Default: enabled (no-op unless flaresolverr_url is set)
9. camoufox_load
Retries using Camoufox — a patched Firefox binary that applies anti-fingerprinting at the binary level across canvas, WebGL, fonts, TLS ClientHello, and HTTP/2 SETTINGS frames. Firefox has a fundamentally different engine fingerprint from Chromium; sites tuned against Chromium automation often let Firefox through.
humanize=True adds realistic mouse movement and interaction timing for behavioral analysis bypass.

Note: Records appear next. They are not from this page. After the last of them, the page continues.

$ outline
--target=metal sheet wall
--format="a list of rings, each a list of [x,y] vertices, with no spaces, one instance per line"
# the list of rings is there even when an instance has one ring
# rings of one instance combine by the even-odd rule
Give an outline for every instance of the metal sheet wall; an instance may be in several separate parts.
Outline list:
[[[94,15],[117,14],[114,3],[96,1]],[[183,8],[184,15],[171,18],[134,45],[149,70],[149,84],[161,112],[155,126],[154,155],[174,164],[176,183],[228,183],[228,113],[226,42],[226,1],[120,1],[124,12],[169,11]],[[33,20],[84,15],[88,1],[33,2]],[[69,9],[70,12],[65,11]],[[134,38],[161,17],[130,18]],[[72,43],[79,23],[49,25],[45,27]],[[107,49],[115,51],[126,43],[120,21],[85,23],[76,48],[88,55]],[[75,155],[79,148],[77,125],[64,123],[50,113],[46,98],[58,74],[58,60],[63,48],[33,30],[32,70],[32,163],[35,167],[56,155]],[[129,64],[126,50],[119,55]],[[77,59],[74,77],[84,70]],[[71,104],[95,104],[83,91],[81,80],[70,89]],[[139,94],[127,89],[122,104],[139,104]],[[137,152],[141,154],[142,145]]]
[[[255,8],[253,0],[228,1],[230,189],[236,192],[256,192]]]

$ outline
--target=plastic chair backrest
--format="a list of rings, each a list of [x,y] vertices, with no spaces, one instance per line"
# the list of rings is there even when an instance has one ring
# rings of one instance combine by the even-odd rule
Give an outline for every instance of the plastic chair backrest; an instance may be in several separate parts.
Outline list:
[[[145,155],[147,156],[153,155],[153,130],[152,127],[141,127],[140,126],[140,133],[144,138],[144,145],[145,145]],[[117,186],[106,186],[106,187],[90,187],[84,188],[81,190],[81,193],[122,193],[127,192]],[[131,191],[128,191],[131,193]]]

Triggered by: any paywall still present after the Chromium-based strategies above.
Default: enabled
10. ua_cycling
If the page is still paywalled, retries the page load with the next enabled user agent from your config. Requires user_agents.cycle: true. Successful agent/domain pairs are cached so future runs on the same domain start with the known-good UA.
Default: enabled
11. header_tricks
Retries with Googlebot user agent, Referer: https://www.google.com/, and X-Forwarded-For: 66.249.66.1. Many publishers allow Googlebot through paywalls to stay indexed.
Default: enabled
12. google_news
Retries with Googlebot UA and Referer: https://news.google.com/, simulating a Google News click-through. Works on publishers that whitelist Google News traffic.
Default: enabled
13. dom_ad_cleanup
Runs inside the browser. Removes residual ad elements from the DOM — Google Ads, DFP slots, Taboola widgets, Outbrain containers, tracking pixels, and other advertising DOM cruft.
Default: enabled
14. image_dedup
Runs inside the browser. Collapses <picture> elements and srcset attributes to a single image URL ≤ 1200px wide. This prevents responsive image duplication in the final archive.
Default: enabled
15. content_extraction
Last-resort fallback if the page is still paywalled after all bypass strategies. Uses trafilatura to extract the article body from whatever HTML was retrieved. The archive is saved as a clean, readable document containing the article text.
Default: enabled
16. archive_fallback
If the page is still inaccessible, queries the Wayback Machine and then archive.today for an archived copy of the URL. The most recent snapshot is used if found.
Default: enabled
17. asset_inlining
Must be last if included. Uses monolith to inline all external assets (CSS, images, fonts, JS) into a single self-contained HTML file. The result is a single file viewable offline with no external dependencies.
Default: enabled
Bypass Strategy Summary
| Strategy | Targets | Trigger |
|---|---|---|
js_disabled | Client-side JS paywalls | paywall detected |
stealth_browser | Cloudflare, basic DataDome | bot challenge |
patchright_load | PerimeterX, DataDome (CDP detection) | bot challenge |
flaresolverr | Cloudflare IUAM/Turnstile | cloudflare detection |
camoufox_load | Any Chromium-aware bot protection | all bot challenges |
ua_cycling | UA-based rate limiting | any paywall |
header_tricks | Google-whitelisted publishers | any paywall |
google_news | Google News whitelisted publishers | any paywall |
content_extraction | All (text extraction fallback) | any paywall |
archive_fallback | All (archived copy fallback) | any paywall |
Customizing the Pipeline
Via Config File
pipeline:
- step: network_ad_blocking
enabled: true
- step: page_load
enabled: true
- step: paywall_detection
enabled: false # disable paywall detection
- step: asset_inlining
enabled: true
Via Web UI
Visit Settings in the web interface to toggle steps on/off. Per-domain overrides can be set through Site Profiles.